The code, designed to run on a Raspberry Pi Pico, used for the micromouse allows for a range of modes such as; combat mode, obstacle avoidance and white line following. The code, initially, configures the hardware and assigns GPIO pins to various sensors. Specifically, it uses two front-facing and two rear-facing white line sensors to detect boundary limits. Additionally, IR sensors were installed for obstacle avoidance, which is crucial for enabling autonomous navigation, while avoiding collisions. The program integrates these multiple sensors though the GPIO interface to facilitate coordinated movement.
The program contains a special feature relating to the white line following where, after 20 seconds of following the white line, it reverses and follows the line anti-clockwise for another 20 seconds.
In regards to movement and navigation, the code includes a set of functions that manage the motors for forward, revere and some turning actions, as well as other movement commands. These functions respond to input signals to accurately regulate the speed of the motors, which enable the micromouse to handle manoeuvres when necessary. The use of these sensors allows the micromouse to respond to feedback as it happens. In real-time. This is significant for things like avoiding obstacles.
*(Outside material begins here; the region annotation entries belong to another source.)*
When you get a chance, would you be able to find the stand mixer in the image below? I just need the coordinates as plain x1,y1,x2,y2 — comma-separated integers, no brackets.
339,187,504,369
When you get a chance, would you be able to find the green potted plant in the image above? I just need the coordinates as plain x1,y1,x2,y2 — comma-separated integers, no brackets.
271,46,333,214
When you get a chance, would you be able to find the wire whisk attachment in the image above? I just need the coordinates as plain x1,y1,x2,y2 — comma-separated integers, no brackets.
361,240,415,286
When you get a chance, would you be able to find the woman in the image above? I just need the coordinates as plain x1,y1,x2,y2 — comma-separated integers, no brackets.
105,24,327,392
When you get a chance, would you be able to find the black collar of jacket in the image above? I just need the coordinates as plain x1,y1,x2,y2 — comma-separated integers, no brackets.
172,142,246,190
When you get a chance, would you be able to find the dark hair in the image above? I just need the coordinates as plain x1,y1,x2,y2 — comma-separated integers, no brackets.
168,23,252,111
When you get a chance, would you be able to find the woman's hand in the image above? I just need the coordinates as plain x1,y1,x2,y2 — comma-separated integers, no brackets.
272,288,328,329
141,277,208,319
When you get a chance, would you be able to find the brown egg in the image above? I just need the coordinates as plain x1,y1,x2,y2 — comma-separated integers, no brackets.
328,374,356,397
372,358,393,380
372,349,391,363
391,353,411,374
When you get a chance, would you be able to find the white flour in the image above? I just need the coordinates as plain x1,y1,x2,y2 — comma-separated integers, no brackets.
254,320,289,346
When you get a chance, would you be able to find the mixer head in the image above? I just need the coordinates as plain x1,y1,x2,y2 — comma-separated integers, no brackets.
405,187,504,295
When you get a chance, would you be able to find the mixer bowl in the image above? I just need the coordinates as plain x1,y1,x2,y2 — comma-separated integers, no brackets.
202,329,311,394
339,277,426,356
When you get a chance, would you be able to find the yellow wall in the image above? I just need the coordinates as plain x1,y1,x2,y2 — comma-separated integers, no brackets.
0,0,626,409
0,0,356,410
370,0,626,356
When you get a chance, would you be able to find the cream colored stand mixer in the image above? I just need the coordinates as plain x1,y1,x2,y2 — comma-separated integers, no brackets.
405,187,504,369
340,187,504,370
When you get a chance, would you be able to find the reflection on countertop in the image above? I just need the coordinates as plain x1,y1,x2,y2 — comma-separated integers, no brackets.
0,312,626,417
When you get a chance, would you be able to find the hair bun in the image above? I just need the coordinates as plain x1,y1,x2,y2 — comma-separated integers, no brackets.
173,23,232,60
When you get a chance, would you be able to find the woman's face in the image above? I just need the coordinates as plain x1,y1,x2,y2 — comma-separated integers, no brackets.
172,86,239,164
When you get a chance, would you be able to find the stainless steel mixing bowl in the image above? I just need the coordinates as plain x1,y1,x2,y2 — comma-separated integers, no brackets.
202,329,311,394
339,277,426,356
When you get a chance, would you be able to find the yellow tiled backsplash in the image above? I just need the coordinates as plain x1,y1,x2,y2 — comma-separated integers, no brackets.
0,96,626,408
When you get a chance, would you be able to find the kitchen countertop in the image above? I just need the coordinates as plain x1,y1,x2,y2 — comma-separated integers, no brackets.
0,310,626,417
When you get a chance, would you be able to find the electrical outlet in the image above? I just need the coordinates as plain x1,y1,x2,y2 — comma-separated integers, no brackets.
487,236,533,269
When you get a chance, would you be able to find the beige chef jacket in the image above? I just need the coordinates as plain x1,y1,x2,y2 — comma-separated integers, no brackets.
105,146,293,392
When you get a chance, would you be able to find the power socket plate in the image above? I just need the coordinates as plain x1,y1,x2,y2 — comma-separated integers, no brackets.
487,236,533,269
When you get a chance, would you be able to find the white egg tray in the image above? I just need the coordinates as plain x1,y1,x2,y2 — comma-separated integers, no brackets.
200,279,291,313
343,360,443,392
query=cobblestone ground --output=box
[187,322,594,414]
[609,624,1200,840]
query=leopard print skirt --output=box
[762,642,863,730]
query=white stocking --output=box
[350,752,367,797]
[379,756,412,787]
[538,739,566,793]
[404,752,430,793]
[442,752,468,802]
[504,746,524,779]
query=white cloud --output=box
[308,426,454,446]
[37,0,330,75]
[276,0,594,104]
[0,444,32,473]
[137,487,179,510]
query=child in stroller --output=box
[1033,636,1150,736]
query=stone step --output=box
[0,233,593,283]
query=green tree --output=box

Overall, the code running the micromouse, is what brings everything together, allowing it to switch between different modes like combat and obstacle avoidance. By setting up the seesaw (which gave options for more features) and the GPIO pins to the sensors, the micromouse could essentially see it’s surroundings and react in real time. Hence, the code makes sure that the micromouse can move smartly and handle different situations on it’s own.